O Congresso Nacional deu um jeito de abrandar o projeto de lei de iniciativa popular que pretendia varrer da vida politica brasileira os candidatos portadores de ficha suja.
Foi introduzida uma emenda no texto de modo a livrar da guilhotina ética diversos dos atuais deputados e senadores que têm ficha suja. Os ficha suja não serão inelegíveis no próximo pleito eleitoral. A regra só vale para o futuro.
Outro abrandamento consistiu em estabecer que só a decisão de um tribunal pode barrar um ficha suja. A decisão de primeiro grau, ou seja, de um Juiz de Direito não é suficiente para extirpar o ficha suja da vida política.
Despacho de um Juiz de Direito, decretando uma prisão preventiva, pode colocar um cidadão comum no cárcere. Não se faz necessária a decisão de um tribunal para isto. Parece-me que colocar alguém na cadeia é muito mais sério do que lavrar sentença considerando corrupto um politico. Por que então a decisão do juízo de primeiro grau tem eficácia para prender alguém e não tem força de dizer corrupto, não?
Para exercer certos cargos na estrutura do Estado a Constituição exige reputação ilibada. Quem responde a processo criminal, mesmo antes de ser condenado, já não tem reputação ilibada. Por que o pretendente a função eleitoral só depois da decisão de segundo grau passa a ser inelegível?
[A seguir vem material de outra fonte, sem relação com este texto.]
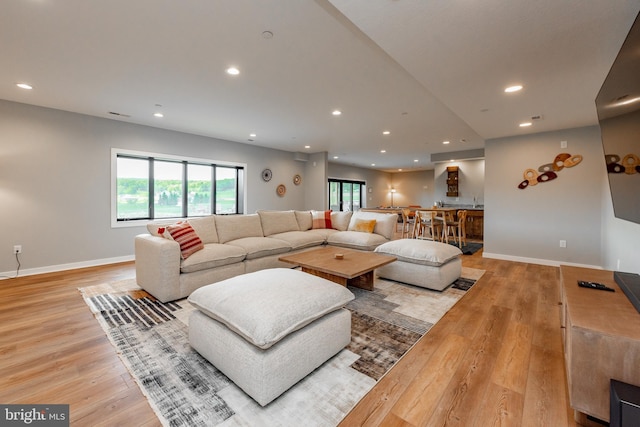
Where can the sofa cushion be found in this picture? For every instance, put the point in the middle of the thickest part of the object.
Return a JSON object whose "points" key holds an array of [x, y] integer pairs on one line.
{"points": [[356, 240], [266, 306], [186, 237], [274, 222], [364, 225], [323, 233], [385, 223], [321, 219], [258, 247], [232, 227], [305, 221], [340, 220], [211, 256], [301, 239], [206, 228], [417, 251]]}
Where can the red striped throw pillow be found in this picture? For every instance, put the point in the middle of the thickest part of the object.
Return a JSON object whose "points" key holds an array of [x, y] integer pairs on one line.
{"points": [[321, 219], [186, 237]]}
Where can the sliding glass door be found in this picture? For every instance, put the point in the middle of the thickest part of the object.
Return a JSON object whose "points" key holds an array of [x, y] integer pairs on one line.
{"points": [[345, 195]]}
Novo abrandamento consistiu em reduzir a lista de crimes que provoca a inelegibilidade. Na forma do projeto primitivo, somente estavam fora do estigma eleitoral crimes que nada têm a ver com dignidade. O Congresso ampliou a lista.
Dois sofismas sustentam os abrandamentos feitos no projeto de origem popular.
O primeiro sofisma é aquele que se baseia no princípio da presunção de inocência, pedra angular do Direito Penal. Acontece que esse princípio é incabível no Direito Eleitoral onde prevalece o princípio da proteção. (Art. 14, § 9º, da Constituição Federal).
O segundo sofisma consiste em atribuir ao eleitorado a responsabilidade de negar voto ao ficha suja.
Nessa linha de raciocínio, a lei deve reduzir as inelegibilidades ao mínimo, deixando ao eleitor o papel de fazer a faxina geral.
Entretanto, é bastante difícil para o eleitor comum a análise da vida pregressa dos candidatos. Fatores culturais furtam o acesso de grande parcela da população a fontes de informação imparcial e segura.
Se for indagado às pessoas mais simples e humildes se elas acham que ladrão pode legislar ou governar, essas pessoas vão responder negativamente. Pelo que percebo da convivência direta com o povo, a resposta impugnando os ladrões será quase unânime. Mas essas pessoas mais simples e humildes, cuja consciência moral repudia os ladrões, não sabem o nome dos ladrões, nem mesmo o nome dos ladrões de seu município. E não sabem também essas pessoas que a ladroagem ganhou formas sofisticadas de exercício. Já não se fabricam ladrões como os de antigamente.
Não digo que o movimento popular foi totalmente derrotado nessa luta. O texto que o Congresso aprovou representa algum progresso. Expulsar ficha suja deixa de ser apenas um propósito e passa a integrar uma realidade legal, a ser ampliada através da pressão popular.
Penso que à margem daquilo que o Congresso aprovou, a consciência cívica nacional pode avançar muito, já nas próximas eleições.
As organizações populares, os comitês de combate à corrupção, as igrejas, o movimento Transparência Brasil e as redes estaduais de Transparência, os partidos politicos que abjuram a imundície, a própria Justiça Eleitoral, as associações de magistrados podem ir além da cota de moralidade que o Congresso Nacional endossou.
É perfeitamente possível, em cada unidade da Federação, organizar listas de candidatos com ficha suja, abarcando aqueles que ficaram a salvo da degola.
De forma independente e serena, sem excetuar quem quer que seja, sem perseguir, sem proteger, simplesmente relacionar os fichas sujas que não estão impedidos de candidatar-se, mas que merecem o anátema da consciência cidadã.
Nessa lista, os fichas sujas poderiam ser classificados por categoria:
a) fichas sujas poupados pelo Congresso porque suas sujeiras antecederam a lei;
b) fichas sujas condenados como corruptos, pelo juízo de primeiro grau, mas que ainda não foram condenados por tribunal;
c) fichas sujas autores de crimes excluídos da lista de delitos pelo Congresso.
Feito isso, partir para um balanço geral relacionando os partidos politicos que não tiveram condescendência com fichas sujas, isto é, partidos que não admitiram como candidatos aqueles fichas sujas que o espírito de corpo do Congresso salvaguardou.